Since making a major critical comeback with 2000’s If I Could Only Fly, Merle Haggard has been on an impressive hot streak, tempering his plain-spoken but graceful songwriting with a lifetime’s fill of wisdom. His latest album, I Am What I Am, continues in this same vein, with the country music stalwart at his most contemplative and confessional.
For Haggard, this portrait of the artist as an aged man is also something of a challenge, as it often plays against his strengths. As songs like “Mexican Bands” and the fantastic “Oil Tanker Train” make clear, his best compositions are those that incorporate his distinctive point of view and mastery of working-class vernacular into compelling, self-contained narratives. He simply doesn’t do more personal songs as well: He lapses into sentimentality on the title track, and opener “I’ve Seen It Go Away” is a didactic bit of hand-wringing that doesn’t grieve for what’s been lost so much as it fears change.
For a songwriter of Haggard’s peerless caliber, this is a matter of hairsplitting, since second-tier Haggard songs still trump the majority of what Nashville’s current crop of A-list songwriters can come up with on their best days. If “Bad Actor” and “Down at the End of the Road” are perhaps a bit too deliberately self-conscious, they nonetheless demonstrate Haggard’s attention to greater themes in his work, and I Am What I Am is a cohesive, focused set.

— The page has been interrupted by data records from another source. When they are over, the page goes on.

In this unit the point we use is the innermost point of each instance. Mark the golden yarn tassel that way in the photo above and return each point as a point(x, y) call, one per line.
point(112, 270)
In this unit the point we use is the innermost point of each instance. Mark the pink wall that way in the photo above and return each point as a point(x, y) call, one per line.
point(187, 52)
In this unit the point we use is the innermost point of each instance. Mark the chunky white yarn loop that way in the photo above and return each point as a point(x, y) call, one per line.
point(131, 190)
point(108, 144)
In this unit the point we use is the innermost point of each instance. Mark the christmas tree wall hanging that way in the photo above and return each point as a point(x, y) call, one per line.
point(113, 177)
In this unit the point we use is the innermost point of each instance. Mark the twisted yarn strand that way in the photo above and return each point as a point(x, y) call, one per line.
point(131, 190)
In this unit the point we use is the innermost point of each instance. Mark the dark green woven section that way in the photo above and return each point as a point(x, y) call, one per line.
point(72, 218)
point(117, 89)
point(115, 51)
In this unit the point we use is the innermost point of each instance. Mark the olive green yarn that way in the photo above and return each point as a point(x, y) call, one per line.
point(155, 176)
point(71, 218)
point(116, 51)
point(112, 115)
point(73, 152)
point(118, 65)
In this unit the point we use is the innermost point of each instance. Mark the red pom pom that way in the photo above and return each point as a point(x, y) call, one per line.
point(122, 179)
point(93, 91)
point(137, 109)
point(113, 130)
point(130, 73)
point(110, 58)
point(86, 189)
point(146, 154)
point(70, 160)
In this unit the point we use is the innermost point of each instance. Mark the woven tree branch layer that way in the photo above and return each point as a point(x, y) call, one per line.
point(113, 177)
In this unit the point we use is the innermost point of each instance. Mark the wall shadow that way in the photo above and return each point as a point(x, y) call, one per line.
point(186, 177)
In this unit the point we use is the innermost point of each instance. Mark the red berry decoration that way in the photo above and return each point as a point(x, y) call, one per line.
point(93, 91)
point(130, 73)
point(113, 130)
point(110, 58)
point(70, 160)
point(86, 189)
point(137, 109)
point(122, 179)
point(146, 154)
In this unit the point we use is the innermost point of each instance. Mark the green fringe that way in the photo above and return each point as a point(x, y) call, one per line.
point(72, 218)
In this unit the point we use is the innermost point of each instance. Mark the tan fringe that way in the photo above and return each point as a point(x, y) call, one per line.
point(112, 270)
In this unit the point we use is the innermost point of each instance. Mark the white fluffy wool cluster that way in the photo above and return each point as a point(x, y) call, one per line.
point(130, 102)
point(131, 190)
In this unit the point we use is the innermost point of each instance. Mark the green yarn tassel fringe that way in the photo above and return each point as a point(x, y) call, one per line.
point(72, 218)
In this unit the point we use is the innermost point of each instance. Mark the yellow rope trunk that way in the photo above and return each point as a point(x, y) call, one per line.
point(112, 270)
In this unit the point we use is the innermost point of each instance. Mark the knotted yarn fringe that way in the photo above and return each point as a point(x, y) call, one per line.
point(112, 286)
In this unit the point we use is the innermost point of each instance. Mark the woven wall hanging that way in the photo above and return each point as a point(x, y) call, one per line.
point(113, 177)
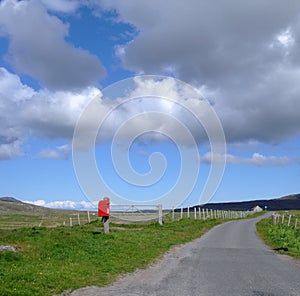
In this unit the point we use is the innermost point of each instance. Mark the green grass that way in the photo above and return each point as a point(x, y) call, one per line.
point(52, 260)
point(281, 237)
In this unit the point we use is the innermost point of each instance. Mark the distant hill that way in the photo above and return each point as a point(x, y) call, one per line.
point(10, 205)
point(9, 199)
point(289, 202)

Age has given the lower register of Haggard’s honeyed baritone a rich, textured rumble, and that fits well with most of the songs on I Am What I Am. But on his performances of “Stranger in the City” and “Pretty When It’s New,” there’s no getting around the fact that Haggard’s voice, one of the most underrated instruments in country music, has lost a good deal of its power and authority. To compensate, the arrangements never push very hard. There are some traditional country ballads and some flourishes of Dixieland-style jazz that give character to the album’s production, but the overall collection comes across as slight, even fragile. That may not be the way most country music fans think of Haggard, but it makes I Am What I Am an honest reflection of who he has become in his twilight years.